Dokter anestesi mendekat dan dengan lembut berkata, "Baca Al-Fatihah,
Pak, Ayat Kursi, dan sholawat." Kata-katanya itu menenangkan sekali. Aku
memegang perut dan berdoa dalam hati. Setelah itu, aku tidak ingat apa-apa
lagi. Ketika sadar, aku sudah berada di kamar perawatan.
Aku sangat ingin mengucapkan terima kasih kepada dokter anestesi itu.

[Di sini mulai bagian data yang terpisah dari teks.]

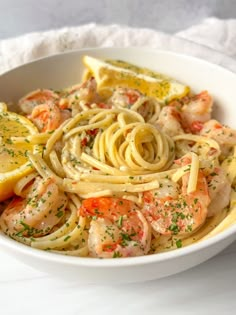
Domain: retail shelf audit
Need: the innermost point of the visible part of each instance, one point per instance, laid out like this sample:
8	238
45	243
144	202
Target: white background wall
23	16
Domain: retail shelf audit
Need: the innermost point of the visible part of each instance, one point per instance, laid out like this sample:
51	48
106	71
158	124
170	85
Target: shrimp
117	228
36	214
196	111
224	135
46	117
82	94
124	97
169	121
173	211
219	191
35	98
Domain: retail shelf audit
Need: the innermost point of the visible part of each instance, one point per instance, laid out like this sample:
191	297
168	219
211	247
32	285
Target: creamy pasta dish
127	163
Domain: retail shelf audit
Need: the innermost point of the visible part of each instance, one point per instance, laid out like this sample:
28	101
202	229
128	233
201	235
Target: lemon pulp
115	73
14	162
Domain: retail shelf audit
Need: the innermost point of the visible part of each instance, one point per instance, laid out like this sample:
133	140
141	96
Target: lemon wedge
14	163
114	73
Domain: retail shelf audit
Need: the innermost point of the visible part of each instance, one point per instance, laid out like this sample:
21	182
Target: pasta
122	175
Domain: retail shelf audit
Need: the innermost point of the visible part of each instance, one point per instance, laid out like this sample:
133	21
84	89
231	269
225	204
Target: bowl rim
8	242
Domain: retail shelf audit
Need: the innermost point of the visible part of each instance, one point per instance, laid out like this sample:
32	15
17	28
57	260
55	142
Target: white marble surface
206	289
18	17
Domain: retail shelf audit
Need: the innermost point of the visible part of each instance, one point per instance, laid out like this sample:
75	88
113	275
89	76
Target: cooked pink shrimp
46	117
219	191
35	98
172	212
169	121
85	93
224	135
124	97
117	228
196	111
38	213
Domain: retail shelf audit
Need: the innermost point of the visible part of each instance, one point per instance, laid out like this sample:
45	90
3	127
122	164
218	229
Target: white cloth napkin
217	38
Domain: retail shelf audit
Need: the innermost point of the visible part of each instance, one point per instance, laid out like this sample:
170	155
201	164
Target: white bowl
64	70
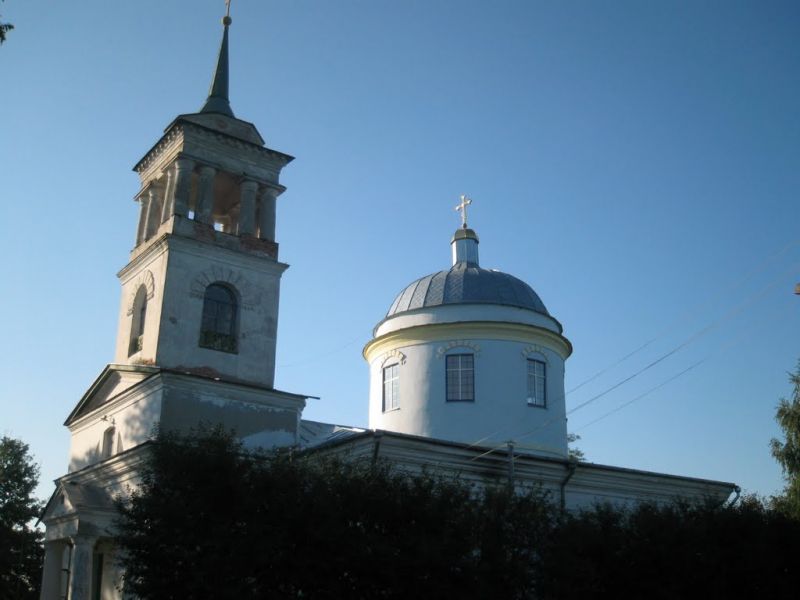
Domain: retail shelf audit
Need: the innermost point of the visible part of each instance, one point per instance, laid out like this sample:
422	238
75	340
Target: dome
467	283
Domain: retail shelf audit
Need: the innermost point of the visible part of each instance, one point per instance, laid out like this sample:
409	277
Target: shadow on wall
136	428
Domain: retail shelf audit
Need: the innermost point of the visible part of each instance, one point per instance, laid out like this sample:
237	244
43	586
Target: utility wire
689	313
731	313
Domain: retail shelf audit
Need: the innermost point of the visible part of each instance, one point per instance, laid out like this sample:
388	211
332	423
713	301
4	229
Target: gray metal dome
467	283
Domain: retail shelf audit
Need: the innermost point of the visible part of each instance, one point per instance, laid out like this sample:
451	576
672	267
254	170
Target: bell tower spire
200	293
217	101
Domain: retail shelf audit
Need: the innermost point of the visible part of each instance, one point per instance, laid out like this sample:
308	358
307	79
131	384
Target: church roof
467	283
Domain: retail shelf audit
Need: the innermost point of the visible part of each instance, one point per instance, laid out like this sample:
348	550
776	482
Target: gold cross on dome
462	208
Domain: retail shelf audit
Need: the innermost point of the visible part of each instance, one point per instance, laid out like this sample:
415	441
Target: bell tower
200	293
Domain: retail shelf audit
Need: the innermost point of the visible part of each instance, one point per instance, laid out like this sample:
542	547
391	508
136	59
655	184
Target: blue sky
636	163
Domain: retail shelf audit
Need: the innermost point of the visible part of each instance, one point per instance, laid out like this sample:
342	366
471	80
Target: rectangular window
537	380
391	387
460	378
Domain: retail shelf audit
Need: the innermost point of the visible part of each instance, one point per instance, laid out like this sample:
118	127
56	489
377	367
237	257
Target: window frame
138	319
108	442
532	379
462	373
393	403
214	337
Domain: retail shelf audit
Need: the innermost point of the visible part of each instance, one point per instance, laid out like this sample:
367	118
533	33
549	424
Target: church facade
466	369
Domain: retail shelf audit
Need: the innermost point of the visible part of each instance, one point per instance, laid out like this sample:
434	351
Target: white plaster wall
257	281
150	271
500	411
180	269
133	419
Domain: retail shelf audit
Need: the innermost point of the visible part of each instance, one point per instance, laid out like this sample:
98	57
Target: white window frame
464	378
534	379
391	387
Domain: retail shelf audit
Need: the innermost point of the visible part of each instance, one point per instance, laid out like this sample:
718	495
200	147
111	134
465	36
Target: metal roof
467	284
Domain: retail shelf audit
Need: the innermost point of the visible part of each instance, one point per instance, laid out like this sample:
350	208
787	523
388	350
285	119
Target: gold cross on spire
462	208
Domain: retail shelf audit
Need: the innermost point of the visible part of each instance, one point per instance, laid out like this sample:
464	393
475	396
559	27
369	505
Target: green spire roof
217	101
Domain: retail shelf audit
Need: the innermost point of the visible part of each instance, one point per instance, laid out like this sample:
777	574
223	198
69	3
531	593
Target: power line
689	313
731	313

Kata-katanya yang mengingatkanku untuk berzikir sebelum "tidur
panjang" sangat berarti bagiku. Aku tidak tahu siapa namanya, tapi aku
ingin dia tahu betapa aku bersyukur atas itu. Mengingat Allah sebelum operasi
adalah pengalaman yang begitu menenangkan dan membekas di hati. Aku jadi
merenung, bagaimana akhir hidupku kelak? Jika bisa seperti itu, berzikir
sebelum pergi, tentu sangat indah. Semoga kita semua diberikan kebiasaan baik
selama hidup agar akhir hayat kita pun baik. Aamiin.
Aku juga tidak lupa berterima kasih kepada istriku yang luar biasa. Dia
merawat lukaku dengan penuh kasih sayang, mengganti perban, memberiku makan,
mencucikan bajuku, dan melakukan semuanya dengan sabar. Tidak ada yang bisa
menandingi kebaikannya. Aku benar-benar bersyukur memiliki dia di hidupku.
Aku dirawat di ruang VIP rumah sakit ini. Sebenarnya, sesuai BPJS, aku
seharusnya dirawat di kelas 1. Tapi karena kelas 1 penuh, aku ditempatkan di
ruang VIP. Alhamdulillah, ruangan ini nyaman, dengan fasilitas seperti TV dan
kulkas. Rasanya seperti berada di rumah sendiri.
Di sini, aku juga bertemu dengan seorang pasien bernama Pak Asep Mulyana.
Beliau sempat menjengukku setelah operasiku selesai. Kami mengobrol panjang
lebar, dan beliau memberikan banyak nasihat baik. Terima kasih, Pak Asep, atas
kebaikan dan perhatiannya.
Tidak lupa, aku juga ingin mengucapkan terima kasih kepada para perawat di
ruang 203 VIP RS Jannah, terutama dr. Hodijah dan dr. Y. Hidayati di klinik
jannah 2, serta para pegawai lainnya seperti petugas administrasi, cleaning
service, satpam, dan tukang parkir. Semua bekerja dengan penuh dedikasi dan
membuatku merasa nyaman selama di sini.
Pengalaman ini mengajarkanku banyak hal. Tentang bersyukur, tentang
pentingnya keluarga, dan tentang ketenangan yang datang dari zikir. Terima
kasih kepada semua pihak yang telah membantuku melalui proses ini. Semoga Allah
membalas kebaikan kalian semua. Aamiin.